1. Write something every day. Honestly, I think most of us can get pretty darn good at anything we repetitively do, even if we felt like we were the world's worst at the beginning. I don't think writing has to be something left only for those innately good at it. Sure, most of us will never be New York Best Sellers, but that doesn't mean that we can't eventually write well enough to further our various careers and hobbies. Writing daily will not only improve writing skills and make you more comfortable with writing but also help you develop your own unique style and tone and find the subjects you like to write about most. I like to write both digitally and in paper journals for that more personal feel now and then.
2. Make reading a habit, too. One reason I feel like writing comes more naturally to me is because I pretty much always had a book in my hand during my free time ever since I learned to read. Reading helped me to increase my vocabulary and learn sentence structure even if I didn't know what that was at the time. Reading also helps you to see the style of writing you like and what kind of writing is most successful where. For example, writing a personal blog post isn't quite the same as writing a fictional story. Website and newspaper articles, magazines, and books are all great reading sources. Kindle Unlimited is a great way to have access to multiple books at no extra cost other than the $9.99 monthly fee. You can even use the free Kindle app available on most devices if you don't have a Kindle tablet.
3. Don't worry about editing while writing. I tend to be pretty OCD about my writing when I see mistakes. I want to correct them right then and there or it will continue to annoy me until I do. However, when I do it also messes with the flow of my writing and I sometimes forget all the points I had thought of in my head that I wanted to make. It also takes a lot more time. So, I have learned and trained myself to get all the writing out first. That's the beautiful thing about writing on a computer or other electronic device. You can go back and easily fix your mistakes without having to buy stock in wite-out. It also helps my editing be more accurate as well. Trying to edit while writing leads to more mistakes and I find myself more likely to read something as I intended to write it but it isn't what is actually on the screen.

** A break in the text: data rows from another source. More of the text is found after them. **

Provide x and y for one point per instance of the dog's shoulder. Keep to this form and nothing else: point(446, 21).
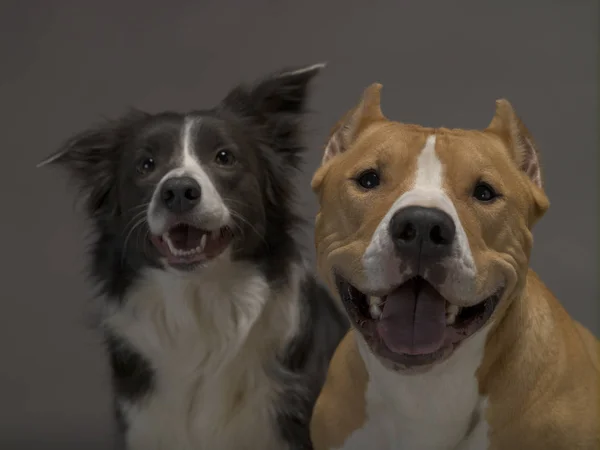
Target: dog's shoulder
point(341, 407)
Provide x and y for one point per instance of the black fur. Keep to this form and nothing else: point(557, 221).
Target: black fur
point(261, 124)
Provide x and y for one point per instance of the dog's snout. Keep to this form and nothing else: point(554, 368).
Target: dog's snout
point(421, 232)
point(180, 194)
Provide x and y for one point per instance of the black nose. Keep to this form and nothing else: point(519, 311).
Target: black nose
point(419, 232)
point(180, 194)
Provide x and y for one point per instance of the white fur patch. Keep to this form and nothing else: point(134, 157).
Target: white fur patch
point(428, 411)
point(212, 213)
point(433, 410)
point(382, 266)
point(211, 338)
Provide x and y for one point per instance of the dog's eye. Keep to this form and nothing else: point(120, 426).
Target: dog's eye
point(368, 179)
point(483, 192)
point(224, 158)
point(146, 165)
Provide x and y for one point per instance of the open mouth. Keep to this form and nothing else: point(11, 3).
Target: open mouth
point(185, 245)
point(413, 325)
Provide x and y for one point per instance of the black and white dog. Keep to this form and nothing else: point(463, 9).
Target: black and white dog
point(219, 337)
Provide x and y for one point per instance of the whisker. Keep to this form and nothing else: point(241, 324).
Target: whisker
point(252, 228)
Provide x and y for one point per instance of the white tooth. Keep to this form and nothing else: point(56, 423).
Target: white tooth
point(374, 307)
point(451, 313)
point(172, 247)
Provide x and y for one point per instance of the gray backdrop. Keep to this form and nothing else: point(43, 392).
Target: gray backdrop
point(65, 64)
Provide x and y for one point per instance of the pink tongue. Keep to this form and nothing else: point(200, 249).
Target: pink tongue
point(413, 321)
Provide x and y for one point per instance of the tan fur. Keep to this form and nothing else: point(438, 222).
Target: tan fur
point(541, 369)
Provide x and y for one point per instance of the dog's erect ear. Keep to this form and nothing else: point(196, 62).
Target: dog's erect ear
point(346, 130)
point(508, 126)
point(276, 104)
point(91, 158)
point(511, 129)
point(280, 93)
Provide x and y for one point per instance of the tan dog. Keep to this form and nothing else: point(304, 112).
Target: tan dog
point(425, 235)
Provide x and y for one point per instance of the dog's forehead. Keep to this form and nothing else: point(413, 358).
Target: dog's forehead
point(401, 146)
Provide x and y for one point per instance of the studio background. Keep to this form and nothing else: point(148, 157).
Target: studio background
point(67, 64)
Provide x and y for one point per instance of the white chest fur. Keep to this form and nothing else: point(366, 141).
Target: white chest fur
point(429, 411)
point(211, 340)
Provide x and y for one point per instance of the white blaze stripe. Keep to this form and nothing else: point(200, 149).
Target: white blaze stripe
point(380, 261)
point(211, 213)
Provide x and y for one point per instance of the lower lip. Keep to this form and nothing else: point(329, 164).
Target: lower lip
point(192, 259)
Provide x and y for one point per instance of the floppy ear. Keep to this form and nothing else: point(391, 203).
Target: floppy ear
point(276, 103)
point(91, 159)
point(508, 126)
point(346, 130)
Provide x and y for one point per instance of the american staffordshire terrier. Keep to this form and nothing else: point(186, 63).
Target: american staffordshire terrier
point(425, 236)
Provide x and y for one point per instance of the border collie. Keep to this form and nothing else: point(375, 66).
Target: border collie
point(219, 337)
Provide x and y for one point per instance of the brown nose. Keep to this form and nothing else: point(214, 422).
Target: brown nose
point(422, 233)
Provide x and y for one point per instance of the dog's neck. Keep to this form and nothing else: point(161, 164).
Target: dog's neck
point(527, 335)
point(434, 408)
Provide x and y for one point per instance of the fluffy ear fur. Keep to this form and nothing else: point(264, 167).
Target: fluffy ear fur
point(346, 130)
point(276, 103)
point(509, 127)
point(91, 158)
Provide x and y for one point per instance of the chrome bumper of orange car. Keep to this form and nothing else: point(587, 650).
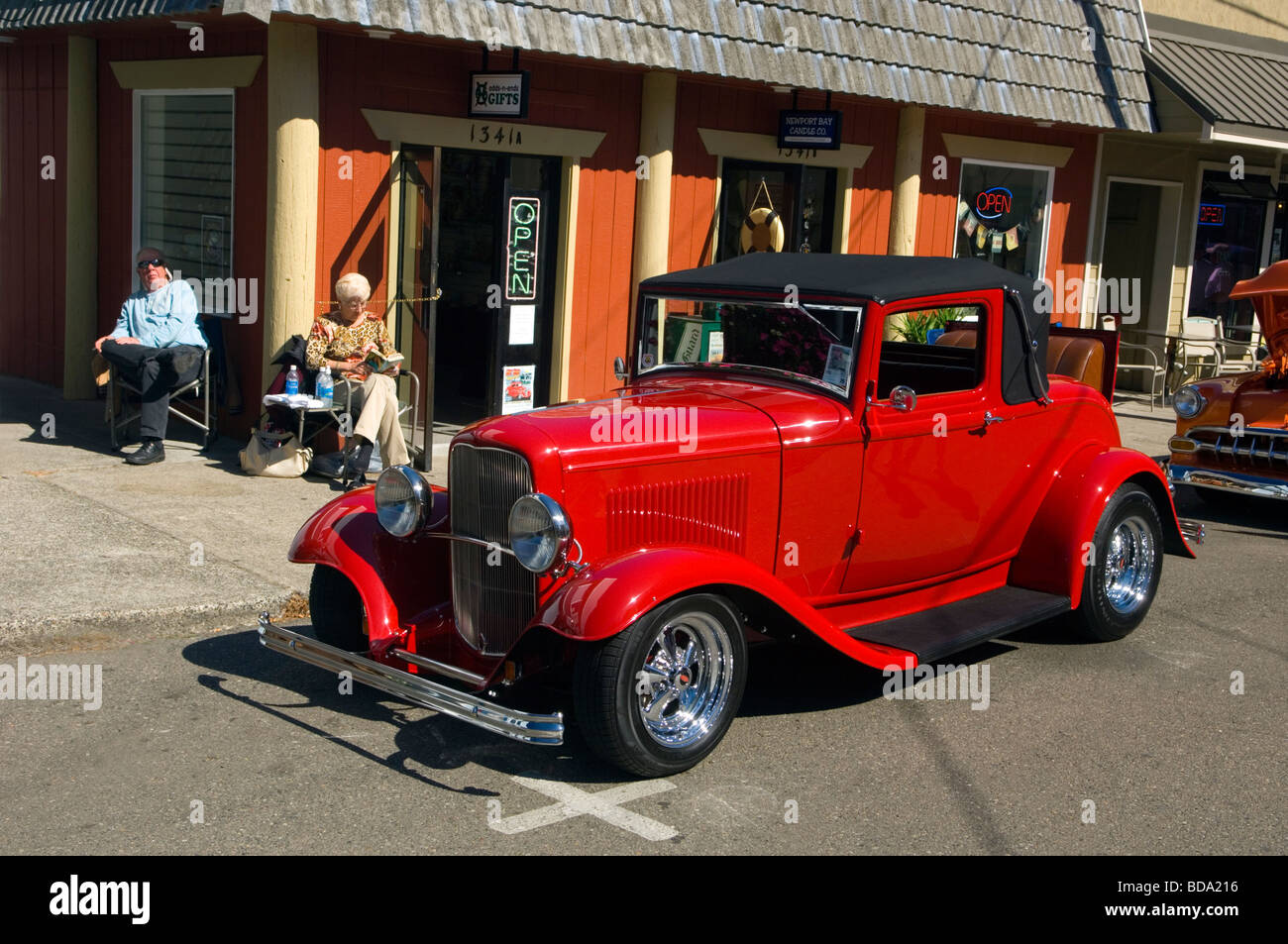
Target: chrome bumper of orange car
point(533, 729)
point(1228, 480)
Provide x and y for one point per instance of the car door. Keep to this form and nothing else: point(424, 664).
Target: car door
point(938, 476)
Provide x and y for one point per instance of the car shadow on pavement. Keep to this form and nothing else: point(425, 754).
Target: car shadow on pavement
point(799, 678)
point(436, 742)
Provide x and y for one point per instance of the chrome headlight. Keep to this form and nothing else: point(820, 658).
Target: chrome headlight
point(1188, 402)
point(402, 500)
point(540, 532)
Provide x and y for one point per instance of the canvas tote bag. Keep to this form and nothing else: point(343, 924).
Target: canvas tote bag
point(273, 456)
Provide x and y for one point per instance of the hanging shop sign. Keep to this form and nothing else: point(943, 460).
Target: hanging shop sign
point(802, 128)
point(498, 94)
point(1211, 214)
point(520, 249)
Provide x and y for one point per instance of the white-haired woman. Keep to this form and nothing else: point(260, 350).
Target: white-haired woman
point(342, 340)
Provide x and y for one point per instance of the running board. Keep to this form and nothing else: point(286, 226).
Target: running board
point(954, 626)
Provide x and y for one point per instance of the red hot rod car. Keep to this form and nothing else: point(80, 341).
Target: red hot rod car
point(789, 455)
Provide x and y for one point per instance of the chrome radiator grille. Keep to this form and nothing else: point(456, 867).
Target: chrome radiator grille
point(492, 601)
point(1257, 447)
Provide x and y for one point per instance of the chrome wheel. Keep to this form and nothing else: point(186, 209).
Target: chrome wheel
point(1122, 576)
point(684, 684)
point(658, 697)
point(1128, 570)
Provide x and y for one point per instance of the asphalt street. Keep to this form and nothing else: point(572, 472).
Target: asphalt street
point(214, 745)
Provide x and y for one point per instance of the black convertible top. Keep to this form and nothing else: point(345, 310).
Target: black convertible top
point(884, 279)
point(880, 278)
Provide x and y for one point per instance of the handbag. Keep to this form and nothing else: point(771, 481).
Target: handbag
point(270, 455)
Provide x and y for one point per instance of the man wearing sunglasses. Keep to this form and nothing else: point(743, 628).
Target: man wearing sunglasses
point(158, 344)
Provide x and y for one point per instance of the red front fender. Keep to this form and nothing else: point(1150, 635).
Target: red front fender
point(1050, 559)
point(398, 578)
point(608, 596)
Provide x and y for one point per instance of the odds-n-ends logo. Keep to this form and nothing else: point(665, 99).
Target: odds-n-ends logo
point(993, 202)
point(102, 897)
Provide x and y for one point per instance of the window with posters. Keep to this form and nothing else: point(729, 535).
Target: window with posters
point(1003, 215)
point(1229, 246)
point(184, 179)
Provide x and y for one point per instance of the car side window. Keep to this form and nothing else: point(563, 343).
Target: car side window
point(931, 351)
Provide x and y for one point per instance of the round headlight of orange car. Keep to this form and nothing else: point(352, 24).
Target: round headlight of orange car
point(1188, 402)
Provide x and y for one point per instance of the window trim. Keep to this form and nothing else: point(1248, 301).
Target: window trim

4. Use tools to help your writing, spelling, and grammar. Sometimes it kind of pains me to think of myself as a writer. I honestly don't have much writing training. In school, we didn't even have any courses on grammar! Thankfully, a lot comes naturally to me but I do feel like I'm constantly second guessing myself. That's why I love having a variety of writing and grammar tools in my writing arsenal. Most word programs have integrated spell check these days. Some of the books I have found really useful for writing and grammar include On Writing Well and The Little Red Writing Book. However, the tool I currently use and love most right now is Grammarly. I love Grammarly because not only does it correct spelling, but, as the name suggests, it also helps with grammar. Again, since I've never really learned grammar, this helps me not second guess myself so much in my writing. There are free and paid versions, which adds more features like finding sentence structure issues and suggestions for more effective vocabulary issues. There's a Chrome browser extension you can install to proofread right in the browser and you can also install the Windows program to get proofreading in Mircosoft Word, email clients, etc.
5. Read and edit your past work. While this may be the last tip, reading and editing your past work is honestly one of the most important tips for me. I like to regularly go back to past articles here on Smart Savvy Living and update the information to be current and correct any issues I find. I can't tell you how many times I read things I've written and can't believe I actually wrote something that way a couple of years ago. Or that someone didn't call me out on using the wrong word, spelling, etc. It just goes to show you how much your writing can change and improve as you practice!